"Mrs. Dorn?"
"Yes."
"Sign here, second line."
A blank door again. The message read:
"I'll be home late. Don't worry. Erik."
CHAPTER III
Warren Lockwood was a man who wrote novels. He had lived in the Middle West until he was thirty-five and begun his writing at his desk in a real-estate office of which he had been until then a somewhat bored half owner.
During the months Erik Dorn had been working on the staff of "the New Opinion—an Organ of Liberal Thought," he had encountered Lockwood frequently—a dark-haired, rugged-faced man with a drawling, high-pitched masculine voice. Dorn liked him. He talked in the manner of a man carefully focusing objects into range. Lockwood was aware he had gotten under the skin of things. He talked that way.

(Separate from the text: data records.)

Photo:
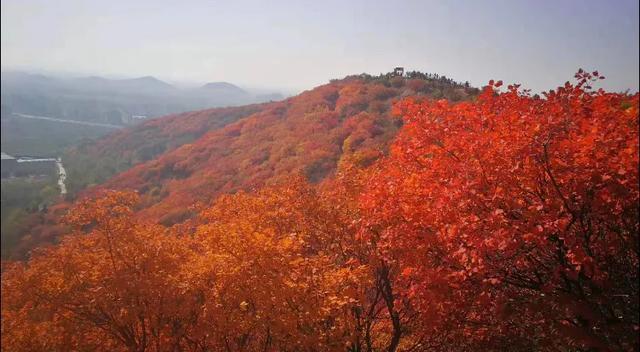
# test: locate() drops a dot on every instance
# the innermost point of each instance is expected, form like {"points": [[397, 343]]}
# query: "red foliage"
{"points": [[516, 218]]}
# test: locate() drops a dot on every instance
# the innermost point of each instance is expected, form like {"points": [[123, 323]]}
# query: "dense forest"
{"points": [[349, 220], [180, 160]]}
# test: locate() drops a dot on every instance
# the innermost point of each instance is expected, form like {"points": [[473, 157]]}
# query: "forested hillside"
{"points": [[504, 222], [189, 159]]}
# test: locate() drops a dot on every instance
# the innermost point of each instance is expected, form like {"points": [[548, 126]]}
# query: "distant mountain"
{"points": [[180, 160], [114, 101], [143, 85], [222, 87]]}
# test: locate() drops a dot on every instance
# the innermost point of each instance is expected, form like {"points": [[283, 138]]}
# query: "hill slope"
{"points": [[181, 160], [310, 134]]}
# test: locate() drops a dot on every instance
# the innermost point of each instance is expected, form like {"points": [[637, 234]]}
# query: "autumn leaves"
{"points": [[510, 221]]}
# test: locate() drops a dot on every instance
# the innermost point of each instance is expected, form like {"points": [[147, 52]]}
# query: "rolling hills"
{"points": [[180, 160]]}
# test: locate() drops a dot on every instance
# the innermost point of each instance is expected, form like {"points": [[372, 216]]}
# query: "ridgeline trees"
{"points": [[506, 223]]}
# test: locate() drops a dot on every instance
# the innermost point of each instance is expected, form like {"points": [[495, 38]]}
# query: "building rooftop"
{"points": [[6, 156]]}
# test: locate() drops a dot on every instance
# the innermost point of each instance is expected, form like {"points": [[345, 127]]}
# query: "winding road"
{"points": [[86, 123]]}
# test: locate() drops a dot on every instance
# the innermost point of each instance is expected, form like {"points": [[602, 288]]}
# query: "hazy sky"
{"points": [[295, 45]]}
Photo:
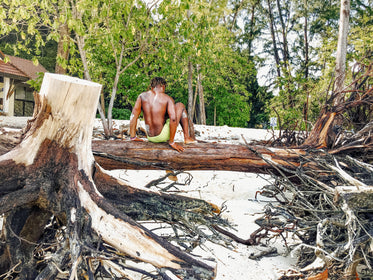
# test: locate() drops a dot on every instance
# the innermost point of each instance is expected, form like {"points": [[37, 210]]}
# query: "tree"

The change from the newspaper to the magazine continued, after several months, to irritate Dorn. The leisureliness of his new work aggravated. There was an intruding sterility about it. The New Opinion was a weekly. From week to week it offered a growing clientèle finalities. There were finalities on the war, finalities on the social unrest; finalities on art, life, religion, the past, present, and future. A cock-sure magazine, gently, tolerantly elbowing aside the mysteries of existence and holding up between carefully manicured thumb and forefinger the Gist of the Thing. The Irrefutable Truth. The Perfect Deduction.